Dutch community raises a glass to urban vines

As a high-speed train rattled past, amateur Dutch winemakers were busy gathering the last of the season's grapes under a warm autumn sun in the heart of The Hague.

Tycho Vermeulen, founder of “De Haagse Stadswijngaard” (or The Hague Urban Vineyard), poses in a vineyard as he harvests grapes of Johanniter, in The Hague.

As a high-speed train rattled past, amateur Dutch winemakers were busy gathering the last of the season’s grapes under a warm autumn sun in the heart of The Hague.

Wine is not usually associated with The Netherlands, more known globally for its tulips, clogs and cheese. But a community project has taken off thanks to the passion of one winemaker, Tycho Vermeulen.

Standing among rows of vines hung with slightly bitter, citrusy Johanniter, he proudly recounted the growing success of his “De Haagse Stadswijngaard” (or The Hague Urban Vineyard), which started four years ago in a community garden.

The project brings together amateur growers and local residents for workshops, debates and evenings sipping and tasting the fruits of their labour.

Today there are 650 plants on the 0.1 hectare (quarter acre) of land tended throughout the year by about 40 enthusiasts.
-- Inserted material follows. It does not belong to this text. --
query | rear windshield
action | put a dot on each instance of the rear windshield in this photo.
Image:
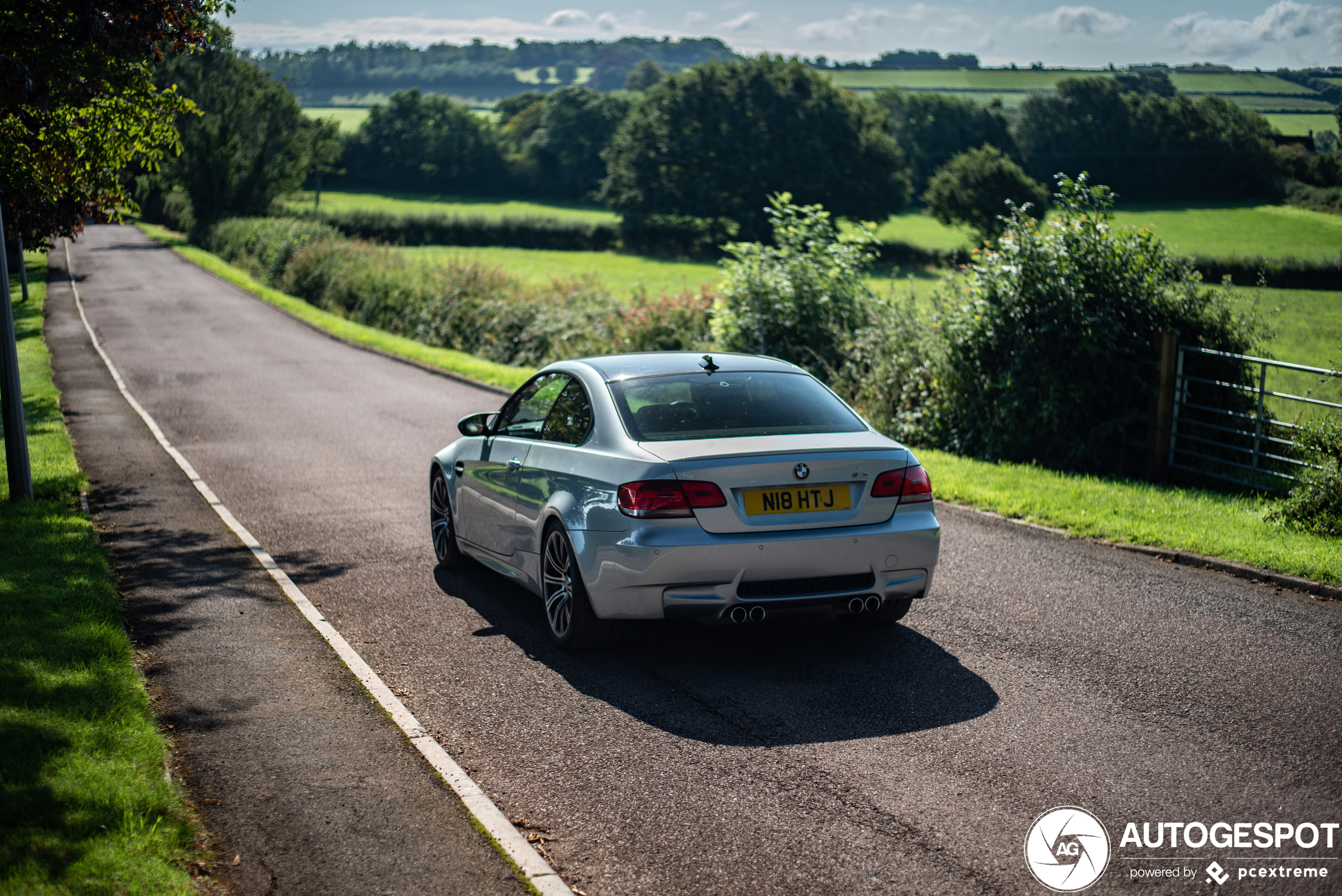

Each rent about 10 vines, and receive their share of the wine and leaves.

“I’ve developed this concept (where) people can use their own bit of land and we’ve become a corporation so more people can enjoy and (build) fellowship around this vineyard,” Vermeulen explained. “I give them a course in vine growing and together throughout the year we manage this vineyard and they are responsible for their own 10 plants.”

Bountiful harvest

While the city has plenty of green spaces, it is more known for the vast, wind-swept beaches and the imposing international courts and institutions.

This year’s harvest looks promising, and should allow the cooperative to produce more wine than in 2016, with around 600 liters to delight the tastebuds.

It will include a slightly fruity white from the Johanniter grape, a robust red with tannins from the dark-skinned Rondo variety, and a full-bodied rose from the Souvignier gris.

“Both quantity and quality are good, so I am a very happy winemaker at the moment,” said the smiling 42-year-old Vermeulen, formerly a researcher at Wageningen University, which specialises in healthy food and living environment.

The vineyard’s success is credited to being in the heart of the city where temperatures are always a little higher than the countryside, as well as the choice of weather-resistant grape varieties.

The amateur vintners also show a passion for the plant. And it’s a subject of conversation for them, most of whom have Turkish roots. Thus was born a workshop on preparing sarmas, vine leaves stuffed with mincemeat or rice.

The community has historic ties to grape growing, “with the leaves for the sarmas. Those types of things can connect us,” added Vermeulen. “So we are looking for ways to use that to reach out to this community.”

Standing in his yellow rubber boots, a pair of secateurs in his hand, Pieter Bakens said the vineyard was a great way to meet other wine enthusiasts and a “beautiful multicultural project.”

Even though grape growing is relatively new to The Netherlands, it has already begun to make its mark. According to the national statistics bureau, some 90 growers have planted about 160 hectares (just over 395 acres) with vines. But for Vermeulen, his project is not about making profits. 

“What we bring to this city, is an interesting story. We bring it attention, we give it beauty,” he said.“And we hope to deepen the concept.”